The rise of transgender reversals


There has been a surge in patients wanting to reverse their transgender surgery, according to a leading doctor in Serbia, the global hub of transgender corrective surgery.

Dr Miroslav Djordjevic, a urologist in Belgrade, has been treating patients from all over the world for about 10 years.

His clinic in the capital of a country that is openly hostile to LGBT groups, became an unlikely haven for transgender patiets.

But now, Dr Djordjevic has told The Telegraph that he is seeing an increase in the number of patients seeking reversal surgery.

He warns the majority of people exploring reversals did not receive sufficient psychiatric screening before undergoing the procedure – and he urges the medical community not to antagonize people that change their mind.

Dr Miroslav Djordjevic (pictured), a urologist in Belgrade, has seen about 14 patients who have changed their minds. He said all of those patients got their initial procedures elsewhere, at clinics where he feels they did not receive sufficient psychiatric screening

‘Definitely reversal surgery and regret in transgender persons is one of the very hot topics,’ he told the newspaper. 

‘Generally, we have to support all research in this field.’

Dr Djordjevic, who splits him time between Serbia and New York’s Mount Sinai Hospital, says he has performed seven reversals in the past five years at his clinic in Belgrade. 

A further eight are in consultation or undergoing operations.

Most are seeking reattachment of male genitalia, a complicated procedure which costs upwards of $20,000. 

The news comes amid a huge rise in the rate of gender reassignment patients. 

The American Society of Plastic Surgeons found a nearly 20 percent increase in vaginoplasties, phalloplasties, top surgery and contouring operations in just the first year of reporting.

Increasingly, insurance companies are offering coverage for surgery for patients with gender dysphoria – a disconnect between how an individual feels and what their anatomic characteristics are.

Gender confirmation procedures can include everything from facial and body contouring to reassignment surgeries.

In 2016, more than 3,200 surgeries were performed to help transgender patients feel more like themselves.

Surgeons in the field claim that figure is a conservative estimate – and would likely three times higher if all hospitals had a uniform way of documenting such surgeries. 
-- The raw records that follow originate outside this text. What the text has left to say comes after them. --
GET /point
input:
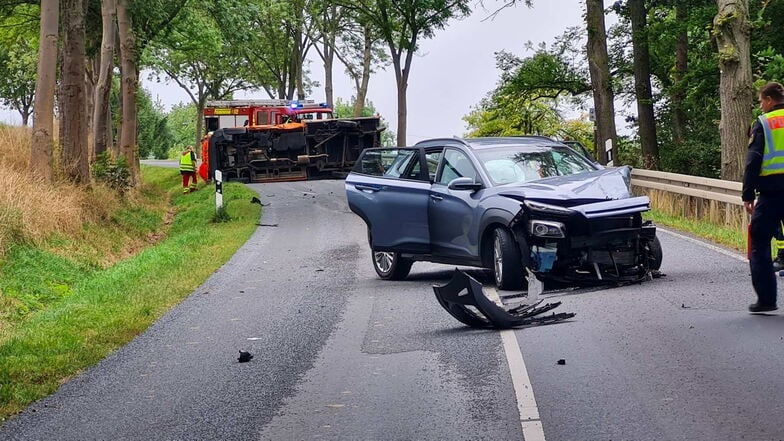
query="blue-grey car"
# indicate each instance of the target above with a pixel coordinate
(506, 204)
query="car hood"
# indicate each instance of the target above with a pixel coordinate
(582, 188)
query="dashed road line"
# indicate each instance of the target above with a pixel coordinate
(524, 391)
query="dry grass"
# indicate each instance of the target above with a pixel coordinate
(32, 210)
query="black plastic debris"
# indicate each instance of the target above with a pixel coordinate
(465, 300)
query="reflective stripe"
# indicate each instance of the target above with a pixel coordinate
(772, 124)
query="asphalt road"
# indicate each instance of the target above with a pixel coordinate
(341, 355)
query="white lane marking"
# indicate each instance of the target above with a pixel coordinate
(715, 248)
(524, 391)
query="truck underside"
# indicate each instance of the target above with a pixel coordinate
(292, 152)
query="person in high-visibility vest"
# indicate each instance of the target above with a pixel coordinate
(763, 180)
(188, 169)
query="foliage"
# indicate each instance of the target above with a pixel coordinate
(113, 172)
(182, 123)
(82, 316)
(155, 136)
(19, 59)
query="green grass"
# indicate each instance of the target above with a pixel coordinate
(63, 314)
(730, 237)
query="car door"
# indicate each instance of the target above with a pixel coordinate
(452, 214)
(390, 190)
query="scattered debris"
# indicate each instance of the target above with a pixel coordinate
(464, 291)
(244, 357)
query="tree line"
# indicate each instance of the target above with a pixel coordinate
(689, 66)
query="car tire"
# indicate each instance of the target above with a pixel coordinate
(507, 265)
(390, 265)
(657, 255)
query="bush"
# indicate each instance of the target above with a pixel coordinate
(114, 172)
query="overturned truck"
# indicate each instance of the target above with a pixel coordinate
(281, 141)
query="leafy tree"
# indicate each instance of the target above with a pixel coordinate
(402, 24)
(43, 121)
(155, 134)
(182, 123)
(18, 60)
(199, 60)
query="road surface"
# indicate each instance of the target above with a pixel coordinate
(342, 355)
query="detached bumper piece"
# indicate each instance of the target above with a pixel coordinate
(464, 299)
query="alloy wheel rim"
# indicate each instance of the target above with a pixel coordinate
(497, 260)
(384, 261)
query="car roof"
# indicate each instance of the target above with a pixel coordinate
(498, 141)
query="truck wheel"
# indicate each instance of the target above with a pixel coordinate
(390, 266)
(657, 255)
(507, 264)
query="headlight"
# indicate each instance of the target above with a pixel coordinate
(549, 229)
(547, 208)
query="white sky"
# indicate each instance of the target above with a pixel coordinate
(451, 73)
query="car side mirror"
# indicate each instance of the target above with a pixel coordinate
(465, 184)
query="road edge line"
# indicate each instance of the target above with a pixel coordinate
(527, 409)
(709, 246)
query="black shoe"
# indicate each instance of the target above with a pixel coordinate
(762, 307)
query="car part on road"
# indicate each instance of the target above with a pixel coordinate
(390, 265)
(465, 300)
(244, 357)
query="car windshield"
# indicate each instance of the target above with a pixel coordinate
(510, 165)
However, Dr Djordjevic warns that while the medical community is beginning to embrace this kind of surgery, there is a stigma surrounding reversals.

A vaginoplasty is a far less costly and far more successful procedure than the female to male procedure.

In the surgery, the testicles and most of the penis are removed while the urethra is shortened.

The skin of the penis is then inverted and used to create a vagina.

In some procedures a neoclitoris is also created with that skin from the tip of the penile glans which allows for sensation.

The prostate meanwhile is not removed during the surgery, though it does shrink because of the hormones that are taken during the transition process.

After the surgery, patients spent three days in the hospital and must not do any strenuous activities for two weeks.

Initial recovery time is between four and six weeks for most patients, and after 12 weeks the patient is fully recovered.

Dilation must be performed by the patient multiple times a day for at least 12 weeks after the surgery for 15 minutes at a time, and at least once a week after that for the rest of their life.

Some doctors recommend daily dilation for life with the largest dilator or dildo the patient can comfortably fit into their new vagina.

At 12 weeks, the patient can have sex again and in most cases those who have had the surgery report that they are able to experience orgasms.

The procedure can cost anywhere from $5,000 to $100,000, with the average US surgery cost $20,000.

Bleeding, swelling and vaginal discharge are among the common side effects after surgery.

A phalloplasty is the construction of a penis using skin flaps from the thigh, groin or abdomen, and scrotum construction using the labia. Nerves can be connected to a reconstructed urethra, and the clitoris can be repositioned to sit at the base of the penis.

Sexual intercourse is possible post-surgery, sometimes using a prosthesis to create an erection, though some patients say that is not necessary.